Fabrizio Paladino / Erika Pontini
Cronaca

"Sono al largo da Livorno": lo pensavano ucciso in Albania, era su un gommone

Il lieto fine a sorpresa della vicenda di Davide Pecorelli: il colpo di scena dalla telefonata alla moglie. La sua macchina era stata trovata carbonizzata nel paese delle Aquile

Pecorelli

Arezzo, 18 settembre 2021 - Davide Pecorelli, l’imprenditore di Sansepolcro, ex arbitro ad Arezzo, dato per morto, ammazzato in Albania nel gennaio scorso in un’auto bruciata, è vivo. E ieri pomeriggio è naufragato al largo di Livorno a bordo di un gommone, vicino a un isola, sembra Gorgona, in circostanze ancora da chiarire. Tra le ipotesi è che si trovasse in vacanza in zona. Ai carabinieri che l’hanno soccorso, rifocillato e portato in una caserma l’uomo – senza documenti – ha detto di chiamarsi David Pecorelli e, subito dopo, ha chiamato sua moglie al telefono.

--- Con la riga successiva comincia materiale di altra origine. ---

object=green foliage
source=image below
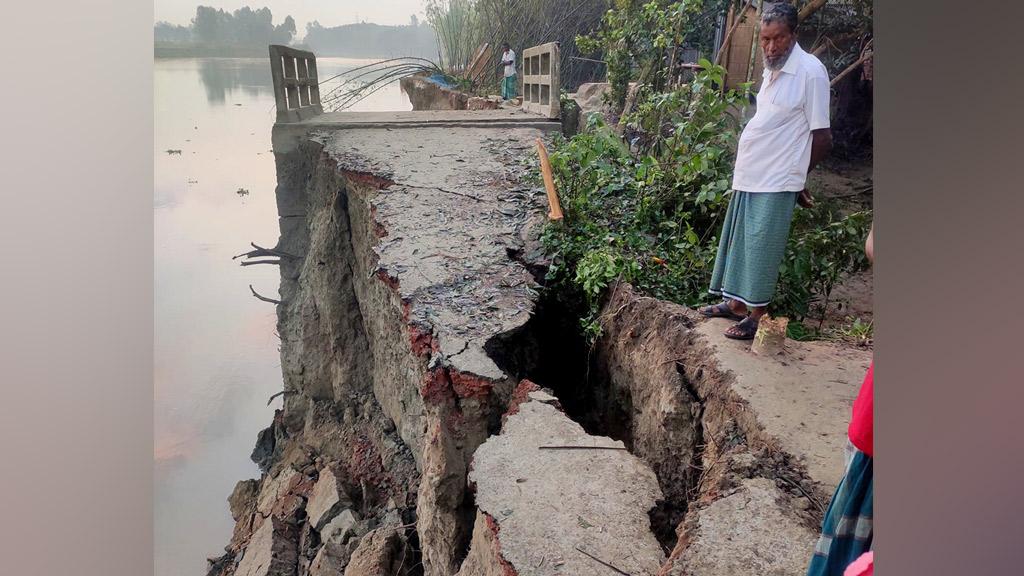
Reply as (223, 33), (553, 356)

Agli investigatori invece ha detto di voler provare a farsi mandare i documenti nell’albergo in cui era ospite. Stamattina sarà portato sulla terra e ha già annunciato di volersi presentare alla procura di Perugia per rendere dichiarazioni. Pecorelli, 45 anni, ex arbitro della sezione di Arezzo, imprenditore che ultimamente si era trovato in difficoltà economica, avrà parecchio da raccontare agli inquirenti.

Su di lui, al momento, non pende alcuna accusa: l’eventuale simulazione di reato sarebbe stata commessa in Albania. La procura aveva aperto un fascicolo per omicidio volontario e traffico di droga per svolgere accertamenti dopo la denuncia di scomparsa presentata dai familiari che risiedono tra Selci Lama, nel comune di San Giustino umbro, e Città di Castello.

Ma nonostante i solleciti all’autorità giudiziaria italiana non erano mai stati consegnati i frammenti di ossa umane, repertati nell’auto in fiamme ma solo brandelli inutilizzabili. Nel corso delle successive indagini però gli investigatori della squadra mobile avevano chiarito che Pecorelli era vivo e non era stato vittima di uno spietato delitto. Nelle settimane scorse un’informativa al procuratore capo, Raffaele Cantone e all’Aggiunto Giuseppe Petrazzini – titolare delle indagini – spiegava le risultanze che davano l’imprenditore vivo.

Qualcuno lo aveva anche visto. Del quarantacinquenne sangiustinese si erano perse le tracce il 6 gennaio. A inizio anno l’imprenditore era arrivato in Albania per alcuni affari di lavoro: ai familiari aveva detto che sarebbe stato lontano da casa per poco più di un mese. Nel frattempo, dopo essere stato fra Tirana e Scutari, nel nord del Paese, il 4 gennaio aveva preso una camera in affitto a Puke, una sperduta località quasi a ridosso del Kosovo.

Lì aveva soggiornato per due notti: la terza non si era presentato. La sua auto, una Skoda Fabia che aveva noleggiato all’aeroporto, venne trovata distrutta dalle fiamme. Il veicolo fu individuato lungo il ciglio della strada, in un’altra località sperduta, a una trentina di chilometri da Puke. All’interno qualche oggetto di sua proprietà e, forse, dei resti umani che, di fatto, non sono stati mai identificati. Insomma, oltre otto mesi di silenzi, dubbi, ipotesi.

Tutto tra la preoccupazione dei familiari: il padre Renato, l’ex moglie con i tre figli e l’attuale compagna, albanese ma da anni residente in Umbria insieme al figlioletto. Il padre commosso ha appreso la notizia dalla ex moglie: «Lo abbraccero ma poi gli tirerò anche le orecchie».